As such, most of the interest comes from those in the bait industry (and those aspiring to be bait farmers). Unlike the Canadian Nightcrawler (aka Dew Worm) – the most popular bait worm in North America – Euros are much more tolerant of warm conditions and tend to fit on the hook better since they are somewhat smaller in size.
There are currently two widely used (and acceptable) scientific names for this species – Eisenia hortensis and Dendrobaena veneta (the former name being the newer of the two). In Europe (particularly UK), the D. veneta name seems to be used almost exclusively, while E. hortensis tends to be used more in North America.
Although relatively easy to raise, Eisenia hortensis seems to have a rather low reproductive rate and slow maturation according to the academic literature (Edwards, 1988; Viljoen et al., 1992 – among others). In general it is thought to be somewhat less effective for use in waste management applications than some of the other composting worms.
It seems some worm farmers disagree with the academic findings, claiming E. hortensis has comparable reproduction and maturation rates to that of E. fetida. In an interesting Worm Digest article (cited below), Kelly Slocum discusses this disconnect between the scientific research and some of the claims made by worm farmers.
She suggests that part of the reason stems from the fact that many farmers likely have mixed cultures of these two species – which generally leads to a far greater abundance of E. fetida over time.
As such, it is recommended that you buy your European Nightcrawlers only from highly reputable dealers, and if you are planning to sell them yourself be sure not to mix them with E. fetida.
On to your next part of your question…
Many people recommend using the “1lb per sq ft of bin surface area” formula when deciding how many worms to add to a system, or (as in your case) deciding how big to build a bin for a given quantity of worms. If we were to use this formula, a bin approximately 8.5 x 3ft (or 6.25 x 4ft etc) with a depth of 2 to 3 ft would do the job.
I personally prefer to let my worm population grow into a system, and thus would actually recommend a stocking density of 1/2 lb per sq ft or even less (if you are patient enough). It almost always takes some time for worms to get used to a new system so it’s better to give them a little more space initially. If conditions are ideal the population will then expand rapidly to take advantage of the available resources.

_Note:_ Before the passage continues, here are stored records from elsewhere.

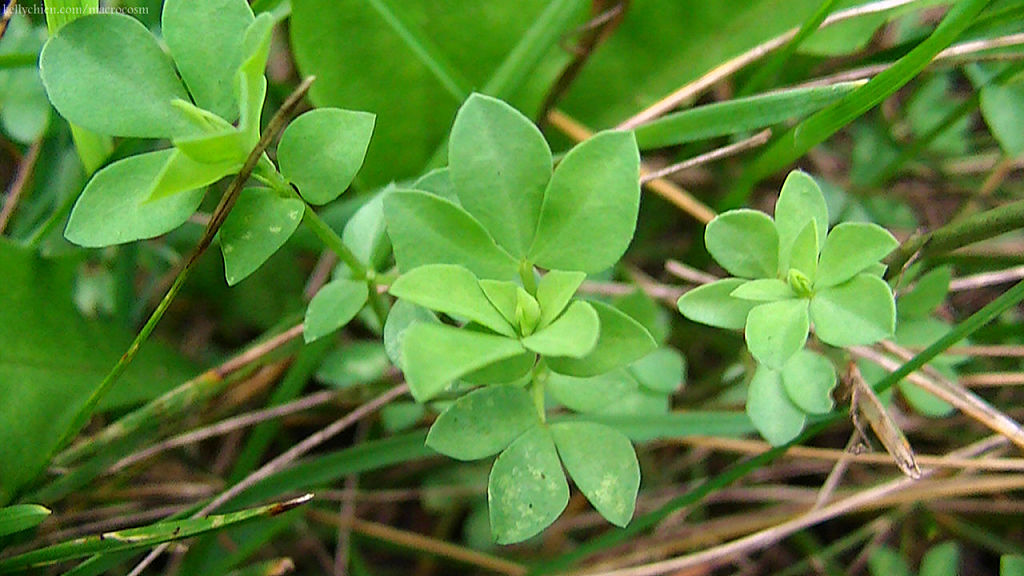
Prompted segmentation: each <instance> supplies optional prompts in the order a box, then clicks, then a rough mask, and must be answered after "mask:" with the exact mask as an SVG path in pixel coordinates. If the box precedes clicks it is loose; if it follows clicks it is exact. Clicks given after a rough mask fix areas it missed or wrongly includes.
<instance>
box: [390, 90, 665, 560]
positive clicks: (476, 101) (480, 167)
mask: <svg viewBox="0 0 1024 576" xmlns="http://www.w3.org/2000/svg"><path fill="white" fill-rule="evenodd" d="M449 162H450V165H449V167H447V168H444V169H441V170H439V171H436V172H434V173H432V174H428V176H426V177H425V178H424V179H422V180H420V182H418V183H417V184H416V186H415V187H414V188H415V189H418V190H395V191H392V192H390V193H389V194H388V195H387V196H386V197H385V199H384V215H385V218H386V220H387V225H388V232H389V235H390V237H391V242H392V244H393V246H394V254H395V259H396V262H397V264H398V270H399V271H400V272H401V275H400V276H399V277H398V278H397V280H395V282H394V283H393V284H392V285H391V288H390V292H391V294H392V295H394V296H396V297H397V298H398V299H399V301H398V303H397V304H396V305H395V307H394V310H393V312H392V314H391V315H390V317H389V318H388V324H387V326H386V327H385V342H386V344H387V345H388V348H389V351H390V353H391V355H392V358H393V359H394V360H395V361H396V363H397V364H398V365H399V366H400V367H401V369H402V370H403V371H404V373H406V377H407V379H408V381H409V384H410V388H411V389H412V392H413V395H414V396H415V397H416V398H417V399H418V400H420V401H429V400H432V399H435V398H437V397H438V396H439V395H442V394H444V393H449V395H447V397H449V398H454V399H455V401H454V402H453V403H452V404H451V405H450V406H449V407H447V409H446V410H444V412H443V413H442V414H441V415H440V417H439V418H438V419H437V420H436V422H435V423H434V425H433V426H432V427H431V429H430V434H429V436H428V437H427V444H428V445H429V446H431V447H432V448H434V449H435V450H437V451H438V452H441V453H443V454H446V455H449V456H452V457H454V458H458V459H461V460H475V459H479V458H485V457H488V456H493V455H495V454H499V456H498V458H497V460H496V461H495V464H494V467H493V468H492V470H490V477H489V481H488V489H487V496H488V502H489V517H490V525H492V531H493V534H494V536H495V538H496V539H497V540H498V541H499V542H502V543H509V542H517V541H520V540H524V539H526V538H529V537H531V536H534V535H536V534H538V533H539V532H540V531H541V530H543V529H544V528H546V527H547V526H548V525H550V524H551V523H552V522H554V521H555V519H557V518H558V516H559V515H560V513H561V512H562V509H564V507H565V505H566V504H567V502H568V495H569V491H568V485H567V484H566V482H565V476H564V472H563V471H562V465H564V466H565V468H566V469H567V470H568V474H569V476H570V477H572V480H573V481H574V482H575V484H577V486H578V487H579V488H580V489H581V490H582V491H583V492H584V494H585V495H586V496H587V497H588V499H589V500H590V501H591V503H592V504H593V505H594V507H595V508H597V510H598V511H600V512H601V515H602V516H604V518H606V519H607V520H608V521H609V522H611V523H613V524H615V525H618V526H625V525H626V524H627V523H629V521H630V519H631V518H632V516H633V510H634V505H635V500H636V494H637V490H638V488H639V484H640V469H639V466H638V464H637V459H636V455H635V453H634V451H633V447H632V444H631V443H630V441H629V439H628V438H626V437H625V436H624V435H622V434H621V433H618V431H616V430H614V429H612V428H610V427H607V426H605V425H603V424H601V423H598V422H595V421H589V420H580V419H567V420H562V419H559V420H558V421H553V422H549V421H548V409H547V406H546V396H547V394H546V385H547V383H548V381H549V380H550V379H552V378H556V377H558V376H569V377H591V376H597V375H601V374H606V373H608V372H611V371H613V370H617V369H622V368H625V367H626V366H628V365H630V364H632V363H634V362H635V361H638V360H640V359H642V358H643V357H645V356H646V355H647V354H648V353H650V352H652V351H653V349H654V347H655V342H654V340H653V338H652V337H651V336H650V334H649V333H648V331H647V330H646V329H645V328H644V327H643V326H642V325H641V324H640V323H638V322H637V321H636V320H634V319H632V318H631V317H630V316H628V315H627V314H625V313H623V312H621V311H620V310H617V308H615V307H614V306H611V305H608V304H605V303H602V302H598V301H586V300H582V299H578V298H574V294H575V292H577V290H578V289H579V287H580V285H581V284H582V283H583V281H584V279H585V278H586V276H587V274H590V273H596V272H601V271H603V270H605V269H608V268H610V266H612V265H613V264H614V263H615V262H616V261H617V260H618V258H620V257H621V256H622V255H623V253H624V252H625V251H626V248H627V247H628V246H629V243H630V241H631V240H632V238H633V233H634V229H635V227H636V218H637V210H638V208H639V200H640V189H639V183H638V182H639V153H638V152H637V148H636V141H635V140H634V138H633V135H632V134H630V133H628V132H602V133H600V134H597V135H596V136H594V137H593V138H591V139H589V140H587V141H585V142H583V143H582V145H580V146H578V147H577V148H574V149H572V150H571V151H569V152H568V153H567V154H566V155H565V157H564V158H563V159H562V160H561V162H560V163H559V164H558V166H557V167H556V168H555V169H554V171H552V155H551V151H550V150H549V148H548V145H547V142H546V141H545V139H544V137H543V135H542V134H541V132H540V131H539V130H538V129H537V127H536V126H535V125H534V124H532V123H531V122H530V121H529V120H527V119H526V118H525V117H523V116H522V115H521V114H519V113H518V112H517V111H516V110H515V109H513V108H511V107H509V106H508V105H506V104H504V102H502V101H500V100H497V99H494V98H490V97H487V96H483V95H479V94H474V95H473V96H471V97H470V98H469V99H468V100H467V101H466V104H465V105H464V106H463V107H462V108H461V109H460V111H459V114H458V115H457V117H456V120H455V125H454V127H453V129H452V138H451V145H450V149H449ZM536 266H539V268H541V269H544V270H546V271H547V272H546V273H545V274H544V275H543V276H540V277H539V276H538V271H537V268H536ZM437 315H444V316H446V317H447V320H449V321H450V322H443V321H442V320H441V319H440V318H438V316H437ZM477 385H479V386H480V387H478V388H476V389H472V388H473V387H474V386H477ZM570 396H571V395H570Z"/></svg>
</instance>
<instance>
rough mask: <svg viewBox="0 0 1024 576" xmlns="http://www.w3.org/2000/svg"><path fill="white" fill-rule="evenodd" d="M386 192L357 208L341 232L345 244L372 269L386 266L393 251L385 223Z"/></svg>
mask: <svg viewBox="0 0 1024 576" xmlns="http://www.w3.org/2000/svg"><path fill="white" fill-rule="evenodd" d="M386 194H387V191H385V192H382V193H380V194H378V195H377V196H375V197H373V198H372V199H370V200H369V201H368V202H367V203H366V204H364V205H362V206H361V207H360V208H359V209H358V210H356V211H355V213H354V214H352V217H351V218H349V219H348V221H347V222H345V230H344V231H342V234H341V240H342V242H344V243H345V246H348V247H349V248H351V250H352V252H353V253H354V254H355V257H356V258H358V259H359V261H360V262H362V263H365V264H366V265H367V266H369V268H370V269H371V270H380V269H381V268H382V266H384V265H385V263H386V262H385V260H387V257H388V254H389V253H390V252H391V242H390V241H389V240H388V237H387V227H386V225H385V223H384V196H385V195H386Z"/></svg>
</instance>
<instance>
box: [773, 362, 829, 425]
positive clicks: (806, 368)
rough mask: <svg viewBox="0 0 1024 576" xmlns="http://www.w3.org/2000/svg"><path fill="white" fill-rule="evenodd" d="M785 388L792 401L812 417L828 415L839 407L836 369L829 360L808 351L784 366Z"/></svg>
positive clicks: (783, 375) (782, 374)
mask: <svg viewBox="0 0 1024 576" xmlns="http://www.w3.org/2000/svg"><path fill="white" fill-rule="evenodd" d="M782 385H783V386H784V387H785V392H786V394H788V395H790V400H791V401H793V403H794V404H796V405H797V407H798V408H800V409H801V410H803V411H804V412H806V413H808V414H827V413H828V412H831V409H833V405H834V404H835V403H834V402H833V399H831V390H833V388H835V387H836V368H835V367H834V366H833V364H831V362H828V359H827V358H825V357H823V356H821V355H819V354H817V353H813V352H811V351H808V349H802V351H800V352H798V353H797V354H795V355H794V356H793V358H791V359H790V361H788V362H786V363H785V366H783V367H782Z"/></svg>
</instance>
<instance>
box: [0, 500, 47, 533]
mask: <svg viewBox="0 0 1024 576" xmlns="http://www.w3.org/2000/svg"><path fill="white" fill-rule="evenodd" d="M50 513H51V512H50V510H49V509H47V508H45V507H43V506H40V505H39V504H18V505H16V506H7V507H3V508H0V538H3V537H4V536H7V535H9V534H15V533H17V532H22V531H23V530H28V529H30V528H33V527H35V526H38V525H39V524H41V523H42V522H43V521H44V520H46V519H47V518H48V517H49V516H50Z"/></svg>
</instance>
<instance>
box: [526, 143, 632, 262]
mask: <svg viewBox="0 0 1024 576" xmlns="http://www.w3.org/2000/svg"><path fill="white" fill-rule="evenodd" d="M639 208H640V153H639V152H638V151H637V147H636V140H635V139H634V138H633V134H632V133H629V132H611V131H609V132H601V133H599V134H597V135H595V136H594V137H592V138H590V139H588V140H586V141H584V142H583V143H581V145H579V146H577V147H575V148H573V149H572V150H570V151H569V152H568V154H566V155H565V157H564V158H562V161H561V162H560V163H559V164H558V167H557V168H555V172H554V174H553V175H552V177H551V181H550V183H549V184H548V189H547V190H546V191H545V193H544V206H543V207H542V209H541V219H540V222H539V223H538V229H537V237H536V239H535V240H534V245H532V246H531V247H530V249H529V255H528V259H529V260H530V261H532V262H535V263H537V264H538V265H540V266H542V268H546V269H549V270H550V269H557V270H574V271H580V272H586V273H595V272H601V271H603V270H605V269H607V268H610V266H612V265H613V264H614V263H615V262H617V261H618V258H621V257H622V255H623V253H625V252H626V248H628V247H629V245H630V241H632V240H633V233H634V231H635V230H636V223H637V212H638V211H639Z"/></svg>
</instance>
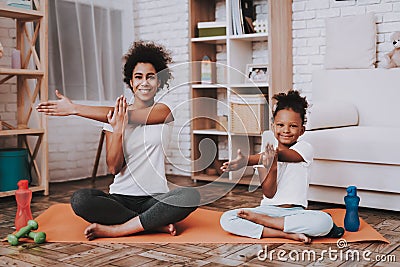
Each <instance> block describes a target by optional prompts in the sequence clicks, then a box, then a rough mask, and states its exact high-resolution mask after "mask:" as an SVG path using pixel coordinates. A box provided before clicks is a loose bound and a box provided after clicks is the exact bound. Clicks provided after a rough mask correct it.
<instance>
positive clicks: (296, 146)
mask: <svg viewBox="0 0 400 267" xmlns="http://www.w3.org/2000/svg"><path fill="white" fill-rule="evenodd" d="M290 149H293V150H294V151H296V152H297V153H299V154H300V155H301V156H302V157H303V159H304V161H303V162H298V163H291V162H278V174H277V175H278V177H277V183H278V186H277V190H276V193H275V195H274V197H272V198H267V197H266V196H263V199H262V200H261V205H284V204H293V205H301V206H303V207H305V208H306V207H307V192H308V185H309V177H310V167H311V163H312V161H313V154H314V152H313V148H312V146H311V145H310V144H309V143H307V142H305V141H298V142H297V143H296V144H294V145H293V146H291V147H290Z"/></svg>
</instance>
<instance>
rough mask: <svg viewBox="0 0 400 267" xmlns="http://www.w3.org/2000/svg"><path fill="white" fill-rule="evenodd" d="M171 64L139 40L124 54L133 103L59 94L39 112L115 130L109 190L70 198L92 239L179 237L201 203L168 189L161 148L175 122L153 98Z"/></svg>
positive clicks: (147, 44)
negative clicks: (140, 233) (102, 125)
mask: <svg viewBox="0 0 400 267" xmlns="http://www.w3.org/2000/svg"><path fill="white" fill-rule="evenodd" d="M170 62H171V57H170V55H169V53H168V52H167V51H166V50H165V49H164V47H162V46H160V45H156V44H154V43H151V42H149V43H145V42H135V43H134V44H133V46H132V47H131V48H130V50H129V51H128V53H127V54H126V55H125V65H124V71H123V72H124V82H125V83H126V84H127V85H128V86H129V87H130V88H131V90H132V92H133V94H134V102H133V104H132V105H130V106H128V104H127V102H126V99H125V97H123V96H120V97H119V98H118V99H117V100H116V104H115V107H114V108H110V107H94V106H84V105H77V104H74V103H72V102H71V101H70V100H69V99H68V98H66V97H65V96H63V95H61V94H60V93H58V92H56V94H57V96H58V98H59V100H58V101H50V102H46V103H41V104H40V105H39V106H38V108H37V110H38V111H39V112H44V113H45V114H47V115H55V116H66V115H78V116H82V117H86V118H90V119H95V120H98V121H104V122H108V123H109V125H110V126H111V127H108V128H105V130H106V150H107V166H108V168H109V171H110V172H111V173H112V174H115V178H114V181H113V183H112V184H111V185H110V192H109V193H108V194H107V193H104V192H102V191H101V190H97V189H80V190H78V191H76V192H75V193H74V194H73V196H72V198H71V205H72V208H73V210H74V212H75V213H76V214H77V215H78V216H80V217H82V218H83V219H85V220H86V221H88V222H90V223H91V225H89V226H88V227H87V228H86V229H85V231H84V234H85V236H86V238H87V239H88V240H93V239H95V238H97V237H118V236H126V235H131V234H135V233H138V232H142V231H148V230H156V231H161V232H167V233H169V234H171V235H176V227H175V223H176V222H179V221H181V220H183V219H184V218H186V217H187V216H188V215H189V214H190V213H191V212H193V211H194V210H195V209H196V208H197V206H198V205H199V202H200V195H199V193H198V191H197V190H196V189H194V188H177V189H174V190H172V191H169V189H168V186H167V180H166V177H165V170H164V169H165V166H164V154H163V144H165V142H166V139H167V135H168V128H170V127H171V126H170V123H171V122H172V121H173V120H174V118H173V116H172V114H171V110H170V108H169V107H168V105H167V104H165V103H161V102H156V101H155V99H154V97H155V95H156V93H157V91H158V90H159V89H161V88H163V87H164V86H165V85H167V86H168V80H169V79H171V77H172V75H171V73H170V71H169V69H168V67H167V64H168V63H170ZM128 122H129V123H128ZM160 133H161V134H160Z"/></svg>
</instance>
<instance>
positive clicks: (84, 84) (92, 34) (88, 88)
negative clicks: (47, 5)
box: [49, 0, 134, 102]
mask: <svg viewBox="0 0 400 267" xmlns="http://www.w3.org/2000/svg"><path fill="white" fill-rule="evenodd" d="M133 37H134V34H133V9H132V1H129V0H114V1H109V0H57V1H49V92H50V95H53V92H54V90H55V89H58V90H59V91H60V92H62V93H63V94H65V95H66V96H67V97H69V98H71V99H73V100H90V101H100V102H101V101H108V100H115V98H116V97H117V96H118V95H121V94H122V93H123V92H124V88H125V86H124V84H123V81H122V56H123V54H124V53H125V52H126V51H127V49H128V47H129V45H130V43H131V42H132V41H133Z"/></svg>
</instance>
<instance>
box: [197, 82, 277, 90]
mask: <svg viewBox="0 0 400 267" xmlns="http://www.w3.org/2000/svg"><path fill="white" fill-rule="evenodd" d="M232 87H235V88H261V87H263V88H264V87H269V84H268V83H234V84H192V88H193V89H219V88H225V89H226V88H232Z"/></svg>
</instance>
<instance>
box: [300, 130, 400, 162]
mask: <svg viewBox="0 0 400 267" xmlns="http://www.w3.org/2000/svg"><path fill="white" fill-rule="evenodd" d="M398 136H400V128H390V127H369V126H350V127H342V128H334V129H323V130H316V131H306V132H305V133H304V135H303V136H302V137H301V138H302V139H303V140H305V141H307V142H309V143H310V144H311V145H312V146H313V148H314V159H325V160H340V161H354V162H365V163H380V164H397V165H400V152H399V151H400V142H399V141H398Z"/></svg>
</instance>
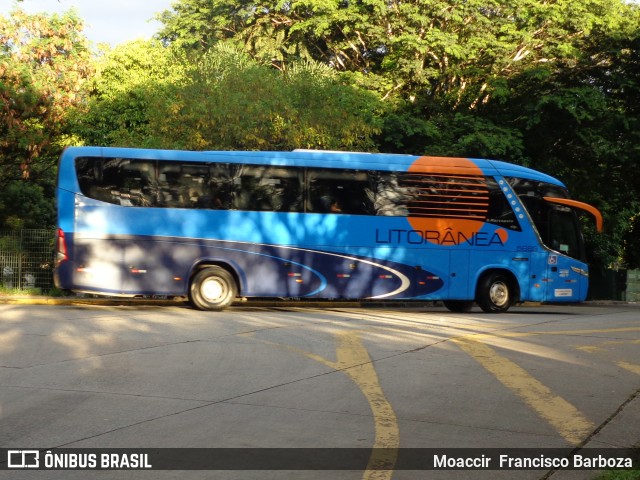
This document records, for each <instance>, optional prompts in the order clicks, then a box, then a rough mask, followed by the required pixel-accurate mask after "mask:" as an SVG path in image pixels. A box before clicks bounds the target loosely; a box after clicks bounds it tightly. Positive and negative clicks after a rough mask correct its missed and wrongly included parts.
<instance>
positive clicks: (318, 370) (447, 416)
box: [0, 304, 640, 480]
mask: <svg viewBox="0 0 640 480" xmlns="http://www.w3.org/2000/svg"><path fill="white" fill-rule="evenodd" d="M639 345H640V308H638V307H637V306H627V305H610V306H577V307H574V306H566V307H563V306H532V307H520V308H513V309H512V310H511V311H510V312H509V313H507V314H502V315H487V314H482V313H480V312H479V311H478V312H475V311H474V312H472V313H470V314H464V315H460V314H452V313H449V312H447V311H446V310H444V309H442V308H437V307H429V308H414V309H388V308H385V309H381V308H341V307H339V306H338V307H336V308H298V307H291V308H255V307H234V308H232V309H230V310H228V311H226V312H222V313H210V312H199V311H195V310H192V309H189V308H187V307H180V306H135V305H134V306H131V305H129V306H114V305H100V306H92V305H80V306H74V305H67V306H42V305H10V304H3V305H0V448H12V449H13V448H45V449H48V448H56V447H67V448H125V447H126V448H173V447H180V448H218V447H220V448H227V447H238V448H249V447H257V448H264V447H278V448H290V447H303V448H307V447H308V448H364V449H371V448H374V447H375V448H381V449H385V450H384V451H385V452H387V455H391V457H390V458H387V459H386V460H387V461H388V462H390V464H391V465H392V466H393V464H394V462H395V460H396V459H395V457H394V455H395V453H393V452H395V451H396V450H397V449H398V448H408V447H416V448H437V449H442V448H449V447H452V448H453V447H456V448H460V447H469V448H479V447H482V448H489V447H496V448H506V447H518V448H528V447H532V448H537V447H585V446H586V447H631V446H634V445H638V444H640V348H639ZM389 452H391V453H389ZM2 460H3V459H0V461H2ZM592 476H593V473H592V472H585V471H577V472H576V471H574V472H555V473H549V471H546V470H537V471H536V470H529V471H518V472H514V471H506V472H495V471H493V472H486V471H485V472H469V471H439V472H434V471H429V472H417V471H406V470H404V471H403V470H395V469H393V468H390V469H389V470H377V471H376V470H364V471H362V470H359V471H249V470H244V471H186V472H182V471H146V472H145V471H138V472H117V471H103V472H87V471H39V472H34V471H0V478H12V479H13V478H16V479H22V478H24V479H27V478H38V479H49V478H56V479H75V478H78V479H81V478H82V479H84V478H99V479H116V478H117V479H120V478H123V479H129V478H135V479H174V478H175V479H181V480H184V479H192V478H193V479H200V478H223V479H236V478H237V479H244V478H260V479H263V478H273V479H281V478H296V479H298V478H304V479H316V478H318V479H325V478H326V479H365V480H369V479H381V480H382V479H384V480H388V479H391V478H393V479H413V478H420V479H422V478H429V479H431V478H435V479H438V478H456V479H458V478H505V479H507V478H522V479H540V478H551V479H552V480H562V479H565V478H591V477H592Z"/></svg>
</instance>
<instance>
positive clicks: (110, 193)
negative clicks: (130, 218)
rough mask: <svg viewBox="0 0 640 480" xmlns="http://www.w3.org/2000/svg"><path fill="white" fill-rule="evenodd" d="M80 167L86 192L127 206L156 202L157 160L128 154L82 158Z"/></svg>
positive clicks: (136, 205)
mask: <svg viewBox="0 0 640 480" xmlns="http://www.w3.org/2000/svg"><path fill="white" fill-rule="evenodd" d="M76 171H77V173H78V179H79V183H80V190H81V191H82V193H83V194H84V195H85V196H87V197H89V198H93V199H95V200H100V201H102V202H108V203H113V204H115V205H122V206H126V207H140V206H145V207H149V206H155V203H156V194H157V185H156V180H155V162H153V161H149V160H130V159H126V158H81V159H78V160H77V161H76Z"/></svg>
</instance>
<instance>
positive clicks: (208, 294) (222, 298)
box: [189, 267, 238, 311]
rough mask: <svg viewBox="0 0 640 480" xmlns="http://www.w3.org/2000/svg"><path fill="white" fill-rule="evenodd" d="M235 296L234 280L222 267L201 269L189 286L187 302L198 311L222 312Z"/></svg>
mask: <svg viewBox="0 0 640 480" xmlns="http://www.w3.org/2000/svg"><path fill="white" fill-rule="evenodd" d="M237 294H238V285H237V284H236V280H235V278H233V275H231V273H229V271H228V270H225V269H224V268H222V267H207V268H203V269H202V270H200V271H198V272H197V273H196V274H195V275H194V276H193V278H192V279H191V284H190V285H189V301H190V302H191V305H193V306H194V307H195V308H197V309H199V310H214V311H219V310H223V309H224V308H226V307H228V306H229V305H231V303H232V302H233V300H234V299H235V298H236V295H237Z"/></svg>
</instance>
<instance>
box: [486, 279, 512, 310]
mask: <svg viewBox="0 0 640 480" xmlns="http://www.w3.org/2000/svg"><path fill="white" fill-rule="evenodd" d="M489 298H490V299H491V302H492V303H493V304H494V305H496V306H497V307H504V306H505V305H506V304H507V302H508V301H509V287H507V284H506V283H503V282H496V283H494V284H493V285H491V289H490V290H489Z"/></svg>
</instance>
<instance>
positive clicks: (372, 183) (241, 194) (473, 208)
mask: <svg viewBox="0 0 640 480" xmlns="http://www.w3.org/2000/svg"><path fill="white" fill-rule="evenodd" d="M57 202H58V238H57V262H56V263H57V265H56V269H55V281H56V285H57V286H58V287H59V288H61V289H67V290H72V291H77V292H88V293H98V294H106V295H123V296H136V295H166V296H185V297H188V298H189V300H190V302H191V303H192V305H193V306H194V307H196V308H198V309H203V310H220V309H223V308H225V307H227V306H229V305H230V304H231V303H232V301H233V300H234V299H235V298H236V297H237V296H242V297H286V298H306V299H319V298H329V299H385V300H393V299H415V300H441V301H443V302H444V304H445V305H446V306H447V308H449V309H450V310H452V311H456V312H463V311H469V310H470V309H471V307H472V305H473V303H474V302H476V303H477V304H478V305H479V306H480V308H482V310H483V311H485V312H504V311H506V310H507V309H508V308H509V307H510V306H511V305H513V304H514V303H516V302H523V301H534V302H579V301H582V300H584V299H585V297H586V295H587V288H588V266H587V264H586V263H585V247H584V242H583V238H582V234H581V232H580V226H579V222H578V218H577V212H579V211H587V212H589V213H591V214H592V215H593V216H595V218H596V222H597V226H598V228H599V229H600V228H601V226H602V216H601V215H600V213H599V212H598V210H597V209H595V208H594V207H592V206H590V205H587V204H584V203H581V202H578V201H575V200H571V199H570V198H569V194H568V192H567V189H566V187H565V186H564V185H563V184H562V183H561V182H560V181H558V180H557V179H555V178H553V177H550V176H548V175H545V174H543V173H540V172H537V171H534V170H531V169H528V168H524V167H520V166H517V165H511V164H508V163H504V162H498V161H493V160H479V159H469V158H445V157H428V156H422V157H420V156H411V155H391V154H372V153H351V152H324V151H305V150H300V151H292V152H238V151H234V152H223V151H205V152H188V151H170V150H147V149H126V148H106V147H70V148H67V149H66V150H65V151H64V152H63V154H62V156H61V158H60V162H59V172H58V184H57Z"/></svg>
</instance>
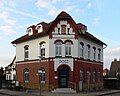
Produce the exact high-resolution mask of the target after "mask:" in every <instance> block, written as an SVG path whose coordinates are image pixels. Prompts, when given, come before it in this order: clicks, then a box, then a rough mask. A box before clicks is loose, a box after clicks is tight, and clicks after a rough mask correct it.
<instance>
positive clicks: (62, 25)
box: [61, 25, 66, 34]
mask: <svg viewBox="0 0 120 96" xmlns="http://www.w3.org/2000/svg"><path fill="white" fill-rule="evenodd" d="M61 32H62V34H66V25H61Z"/></svg>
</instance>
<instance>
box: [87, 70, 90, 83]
mask: <svg viewBox="0 0 120 96" xmlns="http://www.w3.org/2000/svg"><path fill="white" fill-rule="evenodd" d="M90 80H91V71H90V68H88V70H87V82H90Z"/></svg>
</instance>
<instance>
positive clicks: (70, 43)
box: [65, 42, 71, 56]
mask: <svg viewBox="0 0 120 96" xmlns="http://www.w3.org/2000/svg"><path fill="white" fill-rule="evenodd" d="M65 56H71V42H66V43H65Z"/></svg>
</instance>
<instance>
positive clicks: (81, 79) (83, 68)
mask: <svg viewBox="0 0 120 96" xmlns="http://www.w3.org/2000/svg"><path fill="white" fill-rule="evenodd" d="M83 80H84V68H83V67H82V68H81V69H80V81H83Z"/></svg>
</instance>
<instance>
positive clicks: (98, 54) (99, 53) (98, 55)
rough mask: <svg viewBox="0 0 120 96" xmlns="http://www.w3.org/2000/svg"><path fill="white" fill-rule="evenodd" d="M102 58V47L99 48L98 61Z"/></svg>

As I’ve mentioned in other newsletters, it also really helps if you get the bin ready for the arrival of your worms before adding them. Mix in ample amounts of aged manure or food scraps with your bedding, add some water and let the system sit for a good week or two. This way there will be a very well established microbial community (food for the worms) and moisture levels should be well balanced throughout the bin.
Unfortunately, getting into the specifics of actually building a worm bin is beyond the scope of this response, but you should be able to find plenty of info online.